Trump bekräftigte nun in seinem Auftritt vor Journalisten im Weißen Haus, er wolle keine "betrügerische Wahl". Er warnte, dass dies die "am stärksten manipulierte Wahl der Geschichte" werden könnte. Er wolle, dass die Wahl stattfinde. Doch wolle er nicht, dass er danach drei Monate abwarten müsse, um "herauszufinden, dass die Stimmzettel verschwunden sind, und die Wahl nichts bedeutet". Zuvor hatte Trump in einer Botschaft im Internetdienst Twitter eine Verschiebung der für den 3. November angesetzten Wahl ins Spiel gebracht.

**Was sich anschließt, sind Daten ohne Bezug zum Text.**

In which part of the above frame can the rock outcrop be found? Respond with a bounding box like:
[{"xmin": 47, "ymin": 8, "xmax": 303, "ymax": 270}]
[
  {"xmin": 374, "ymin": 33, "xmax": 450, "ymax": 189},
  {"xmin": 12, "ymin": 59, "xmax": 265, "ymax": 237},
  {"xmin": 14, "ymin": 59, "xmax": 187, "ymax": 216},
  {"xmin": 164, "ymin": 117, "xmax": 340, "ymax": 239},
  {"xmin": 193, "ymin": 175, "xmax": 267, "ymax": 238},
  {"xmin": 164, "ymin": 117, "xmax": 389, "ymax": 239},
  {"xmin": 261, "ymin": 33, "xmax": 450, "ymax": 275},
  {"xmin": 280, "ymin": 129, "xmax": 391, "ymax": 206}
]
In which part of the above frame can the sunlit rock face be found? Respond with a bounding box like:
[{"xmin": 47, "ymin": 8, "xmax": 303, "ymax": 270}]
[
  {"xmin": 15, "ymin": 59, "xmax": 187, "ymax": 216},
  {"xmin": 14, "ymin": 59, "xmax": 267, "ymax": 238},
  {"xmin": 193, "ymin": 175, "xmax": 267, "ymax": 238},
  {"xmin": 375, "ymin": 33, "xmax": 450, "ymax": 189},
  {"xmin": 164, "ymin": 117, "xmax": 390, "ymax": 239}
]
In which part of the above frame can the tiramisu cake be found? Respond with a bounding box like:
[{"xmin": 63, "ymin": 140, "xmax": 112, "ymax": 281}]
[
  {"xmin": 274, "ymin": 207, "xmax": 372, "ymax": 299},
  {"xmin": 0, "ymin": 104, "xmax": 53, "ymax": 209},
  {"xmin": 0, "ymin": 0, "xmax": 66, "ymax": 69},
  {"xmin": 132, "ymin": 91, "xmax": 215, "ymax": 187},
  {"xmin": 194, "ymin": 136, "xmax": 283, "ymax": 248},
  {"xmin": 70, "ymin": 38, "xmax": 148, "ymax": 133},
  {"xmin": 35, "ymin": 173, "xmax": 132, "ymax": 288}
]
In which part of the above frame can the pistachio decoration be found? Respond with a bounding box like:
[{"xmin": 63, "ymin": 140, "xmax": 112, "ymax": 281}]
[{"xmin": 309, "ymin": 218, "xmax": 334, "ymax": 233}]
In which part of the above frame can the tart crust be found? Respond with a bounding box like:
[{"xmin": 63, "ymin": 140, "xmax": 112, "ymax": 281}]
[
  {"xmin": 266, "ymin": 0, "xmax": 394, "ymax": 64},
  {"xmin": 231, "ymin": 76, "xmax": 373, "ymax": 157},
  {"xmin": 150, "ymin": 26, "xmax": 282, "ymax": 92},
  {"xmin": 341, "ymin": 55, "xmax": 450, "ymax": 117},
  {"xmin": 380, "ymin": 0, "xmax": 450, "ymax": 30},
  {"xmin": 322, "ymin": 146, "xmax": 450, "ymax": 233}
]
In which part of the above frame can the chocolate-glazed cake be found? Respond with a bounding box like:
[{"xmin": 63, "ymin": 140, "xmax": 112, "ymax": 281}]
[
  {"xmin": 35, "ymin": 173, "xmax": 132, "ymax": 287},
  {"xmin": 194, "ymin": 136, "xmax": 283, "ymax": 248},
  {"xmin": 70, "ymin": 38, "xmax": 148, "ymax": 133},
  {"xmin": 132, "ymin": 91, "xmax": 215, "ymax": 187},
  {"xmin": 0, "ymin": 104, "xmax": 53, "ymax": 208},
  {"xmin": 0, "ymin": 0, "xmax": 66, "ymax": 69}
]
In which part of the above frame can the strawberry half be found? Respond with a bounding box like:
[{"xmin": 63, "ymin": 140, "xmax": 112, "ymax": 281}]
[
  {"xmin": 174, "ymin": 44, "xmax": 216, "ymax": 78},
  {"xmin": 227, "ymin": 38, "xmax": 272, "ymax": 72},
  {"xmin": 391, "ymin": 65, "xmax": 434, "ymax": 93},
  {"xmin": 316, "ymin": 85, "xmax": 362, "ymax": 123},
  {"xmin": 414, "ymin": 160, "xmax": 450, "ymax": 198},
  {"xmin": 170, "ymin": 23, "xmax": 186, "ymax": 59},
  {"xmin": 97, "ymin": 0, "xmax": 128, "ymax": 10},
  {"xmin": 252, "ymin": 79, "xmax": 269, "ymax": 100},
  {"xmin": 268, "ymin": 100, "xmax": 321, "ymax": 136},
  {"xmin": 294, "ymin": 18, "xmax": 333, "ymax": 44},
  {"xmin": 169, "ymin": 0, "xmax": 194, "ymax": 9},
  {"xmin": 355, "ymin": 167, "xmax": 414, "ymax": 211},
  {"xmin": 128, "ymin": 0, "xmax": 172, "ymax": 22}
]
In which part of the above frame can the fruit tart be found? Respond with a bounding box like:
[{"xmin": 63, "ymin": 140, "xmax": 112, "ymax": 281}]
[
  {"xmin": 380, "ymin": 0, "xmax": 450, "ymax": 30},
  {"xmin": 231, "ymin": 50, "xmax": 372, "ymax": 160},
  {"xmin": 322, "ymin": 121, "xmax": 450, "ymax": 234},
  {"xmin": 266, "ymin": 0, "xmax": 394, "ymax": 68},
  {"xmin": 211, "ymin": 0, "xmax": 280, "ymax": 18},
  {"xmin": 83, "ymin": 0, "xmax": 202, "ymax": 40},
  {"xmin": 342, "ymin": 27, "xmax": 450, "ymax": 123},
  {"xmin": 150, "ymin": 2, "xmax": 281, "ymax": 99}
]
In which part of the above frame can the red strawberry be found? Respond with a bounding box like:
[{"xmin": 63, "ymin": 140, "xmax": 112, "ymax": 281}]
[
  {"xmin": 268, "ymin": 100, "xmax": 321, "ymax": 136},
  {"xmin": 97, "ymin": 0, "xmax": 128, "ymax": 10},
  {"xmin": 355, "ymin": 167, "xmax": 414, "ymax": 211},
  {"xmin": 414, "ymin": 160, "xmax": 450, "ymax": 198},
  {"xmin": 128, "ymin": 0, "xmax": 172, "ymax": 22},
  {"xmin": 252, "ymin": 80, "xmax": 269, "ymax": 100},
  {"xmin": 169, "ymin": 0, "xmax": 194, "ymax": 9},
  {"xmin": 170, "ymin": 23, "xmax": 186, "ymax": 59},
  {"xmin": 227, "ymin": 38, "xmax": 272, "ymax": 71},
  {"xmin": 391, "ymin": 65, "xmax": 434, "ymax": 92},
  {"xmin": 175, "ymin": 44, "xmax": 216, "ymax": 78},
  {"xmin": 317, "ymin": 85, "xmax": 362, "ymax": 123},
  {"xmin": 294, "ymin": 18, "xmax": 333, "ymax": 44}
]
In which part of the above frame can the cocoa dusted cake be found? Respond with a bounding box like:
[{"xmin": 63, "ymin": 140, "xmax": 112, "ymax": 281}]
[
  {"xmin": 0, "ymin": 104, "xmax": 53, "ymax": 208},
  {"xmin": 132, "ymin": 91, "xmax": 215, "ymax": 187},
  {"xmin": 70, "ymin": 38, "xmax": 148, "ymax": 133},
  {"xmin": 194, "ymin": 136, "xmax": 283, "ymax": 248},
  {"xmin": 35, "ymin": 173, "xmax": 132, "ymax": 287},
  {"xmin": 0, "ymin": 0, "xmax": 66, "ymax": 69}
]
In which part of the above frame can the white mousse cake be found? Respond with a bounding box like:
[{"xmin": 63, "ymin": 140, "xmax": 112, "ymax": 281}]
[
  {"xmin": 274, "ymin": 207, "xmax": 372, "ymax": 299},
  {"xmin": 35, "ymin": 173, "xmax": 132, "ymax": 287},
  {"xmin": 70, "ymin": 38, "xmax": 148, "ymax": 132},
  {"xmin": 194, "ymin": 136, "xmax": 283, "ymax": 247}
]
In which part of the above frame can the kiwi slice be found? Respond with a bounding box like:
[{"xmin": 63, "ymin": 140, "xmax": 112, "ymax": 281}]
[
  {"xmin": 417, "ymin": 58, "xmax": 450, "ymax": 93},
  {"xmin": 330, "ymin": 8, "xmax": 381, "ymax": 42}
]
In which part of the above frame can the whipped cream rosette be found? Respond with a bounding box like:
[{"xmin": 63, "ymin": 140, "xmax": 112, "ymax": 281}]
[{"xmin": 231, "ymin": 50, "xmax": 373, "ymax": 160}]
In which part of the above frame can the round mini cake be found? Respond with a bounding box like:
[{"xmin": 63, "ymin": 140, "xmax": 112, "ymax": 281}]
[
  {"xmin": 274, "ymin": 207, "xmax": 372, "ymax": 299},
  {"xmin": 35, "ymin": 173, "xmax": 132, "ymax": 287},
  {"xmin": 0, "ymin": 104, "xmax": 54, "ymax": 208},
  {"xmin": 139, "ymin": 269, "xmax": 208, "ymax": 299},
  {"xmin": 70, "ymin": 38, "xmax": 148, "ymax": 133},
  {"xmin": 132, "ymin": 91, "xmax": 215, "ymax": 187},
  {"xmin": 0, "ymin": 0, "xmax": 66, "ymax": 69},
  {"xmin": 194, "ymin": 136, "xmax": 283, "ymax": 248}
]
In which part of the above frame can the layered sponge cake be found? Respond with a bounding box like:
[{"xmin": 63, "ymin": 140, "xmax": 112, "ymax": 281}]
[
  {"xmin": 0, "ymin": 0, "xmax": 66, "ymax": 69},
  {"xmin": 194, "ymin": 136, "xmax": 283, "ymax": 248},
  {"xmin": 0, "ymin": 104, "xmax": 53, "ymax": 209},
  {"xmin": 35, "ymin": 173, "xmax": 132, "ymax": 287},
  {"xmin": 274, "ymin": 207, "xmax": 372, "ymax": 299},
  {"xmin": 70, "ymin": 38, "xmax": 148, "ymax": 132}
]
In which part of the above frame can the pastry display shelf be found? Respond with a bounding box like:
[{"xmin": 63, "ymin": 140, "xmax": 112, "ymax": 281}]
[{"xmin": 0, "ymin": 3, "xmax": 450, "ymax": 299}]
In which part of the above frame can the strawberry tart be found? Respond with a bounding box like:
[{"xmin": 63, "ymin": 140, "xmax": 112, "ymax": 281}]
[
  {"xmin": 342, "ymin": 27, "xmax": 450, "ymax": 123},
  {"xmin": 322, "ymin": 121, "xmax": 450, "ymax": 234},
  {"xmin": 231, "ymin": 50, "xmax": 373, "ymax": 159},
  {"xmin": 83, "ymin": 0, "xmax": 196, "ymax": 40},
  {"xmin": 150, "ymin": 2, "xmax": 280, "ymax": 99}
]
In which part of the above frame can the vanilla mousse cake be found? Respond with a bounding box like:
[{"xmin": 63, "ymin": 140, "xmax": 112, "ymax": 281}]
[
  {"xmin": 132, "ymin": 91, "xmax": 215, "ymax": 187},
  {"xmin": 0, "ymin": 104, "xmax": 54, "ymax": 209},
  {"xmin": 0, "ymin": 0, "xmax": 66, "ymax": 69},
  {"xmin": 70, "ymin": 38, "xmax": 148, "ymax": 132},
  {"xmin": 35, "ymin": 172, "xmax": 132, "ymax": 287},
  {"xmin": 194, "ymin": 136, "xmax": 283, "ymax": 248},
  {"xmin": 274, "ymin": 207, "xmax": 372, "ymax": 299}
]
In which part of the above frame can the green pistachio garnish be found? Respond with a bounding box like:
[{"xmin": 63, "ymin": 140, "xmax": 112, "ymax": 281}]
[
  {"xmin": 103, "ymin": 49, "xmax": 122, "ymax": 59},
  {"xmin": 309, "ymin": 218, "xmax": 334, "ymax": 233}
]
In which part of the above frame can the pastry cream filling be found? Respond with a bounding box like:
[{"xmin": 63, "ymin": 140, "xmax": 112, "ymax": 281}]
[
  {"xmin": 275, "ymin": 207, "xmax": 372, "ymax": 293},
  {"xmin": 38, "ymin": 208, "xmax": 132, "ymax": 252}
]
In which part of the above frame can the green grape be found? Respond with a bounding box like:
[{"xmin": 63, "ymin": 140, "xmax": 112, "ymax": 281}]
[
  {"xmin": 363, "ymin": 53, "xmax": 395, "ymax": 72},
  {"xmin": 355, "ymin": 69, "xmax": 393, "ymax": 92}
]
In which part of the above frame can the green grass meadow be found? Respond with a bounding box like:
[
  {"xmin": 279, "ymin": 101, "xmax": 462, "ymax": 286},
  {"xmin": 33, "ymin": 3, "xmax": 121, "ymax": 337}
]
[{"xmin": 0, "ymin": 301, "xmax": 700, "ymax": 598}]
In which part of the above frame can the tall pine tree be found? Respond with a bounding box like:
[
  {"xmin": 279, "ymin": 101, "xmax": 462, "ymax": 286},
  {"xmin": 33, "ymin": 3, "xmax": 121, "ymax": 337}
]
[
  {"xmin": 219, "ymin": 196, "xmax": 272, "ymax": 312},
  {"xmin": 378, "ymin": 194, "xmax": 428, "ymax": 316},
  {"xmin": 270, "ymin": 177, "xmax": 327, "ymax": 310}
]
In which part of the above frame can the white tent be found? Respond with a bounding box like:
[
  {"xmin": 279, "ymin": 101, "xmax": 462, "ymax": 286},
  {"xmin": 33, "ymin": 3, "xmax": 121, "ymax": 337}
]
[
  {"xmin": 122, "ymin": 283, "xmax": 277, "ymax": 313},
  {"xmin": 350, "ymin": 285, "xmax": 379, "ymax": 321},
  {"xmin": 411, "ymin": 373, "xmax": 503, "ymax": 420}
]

Er fragte darin: "Die Wahl verschieben, bis die Menschen richtig und in Sicherheit wählen können?"
Schon in den vergangenen Monaten hatte Trump wiederholt Briefwahlen als besonders betrugsanfällig kritisiert. Es war nun aber das erste Mal, dass er öffentlich über eine mögliche Verschiebung der Wahl sinnierte. Wegen der Pandemie erwarten Beobachter eine massive Zunahme der Stimmabgabe per Brief. Viele Menschen dürften aus Sorge vor einer Ansteckung Wahlbüros meiden. Mehrere Bundesstaaten wollen die Briefwahl erleichtern. Experten stufen das Betrugsrisiko bei der Briefwahl als sehr gering ein.
"Verzweifelter Versuch, von Wirtschaftszahlen abzulenken"
Kritiker werfen Trump vor, schon im Vorfeld den Wahlprozess in ein schlechtes Licht rücken zu wollen - um das Ergebnis im Falle seiner Niederlage in Zweifel ziehen zu können. In den Umfragen liegt Trump hinter seinem Rivalen Joe Biden zurück, dies teils sehr deutlich. "Ich wünschte, er hätte das nicht gesagt", reagierte der ebenfalls konservative Senator Marco Rubio auf Trumps Vorstoß. "Wir werden im November eine Wahl abhalten."

Die oppositionellen Demokraten bezeichneten Trumps Äußerung als "verzweifelten Versuch, von den heutigen verheerenden Wirtschaftszahlen abzulenken". Kurz vor Trumps Tweet waren neue Konjunkturdaten veröffentlicht worden. Demnach erlitt das Bruttoinlandsprodukt im zweiten Quartal wegen der Corona-Krise einen historischen Einbruch und schrumpfte im Vergleich zum Vorjahresquartal um 9,5 Prozent.
Biden hatte schon Ende April gewarnt, dass Trump versuchen könnte, eine Verschiebung des Wahltermins zu erreichen. "Erinnern Sie sich an meine Worte: Er wird irgendwie versuchen, die Wahl nach hinten zu verschieben, er wird irgendeine Begründung finden, warum sie nicht abgehalten werden kann", sagte der frühere Vizepräsident. Trump wies dies damals als "Propaganda" zurück.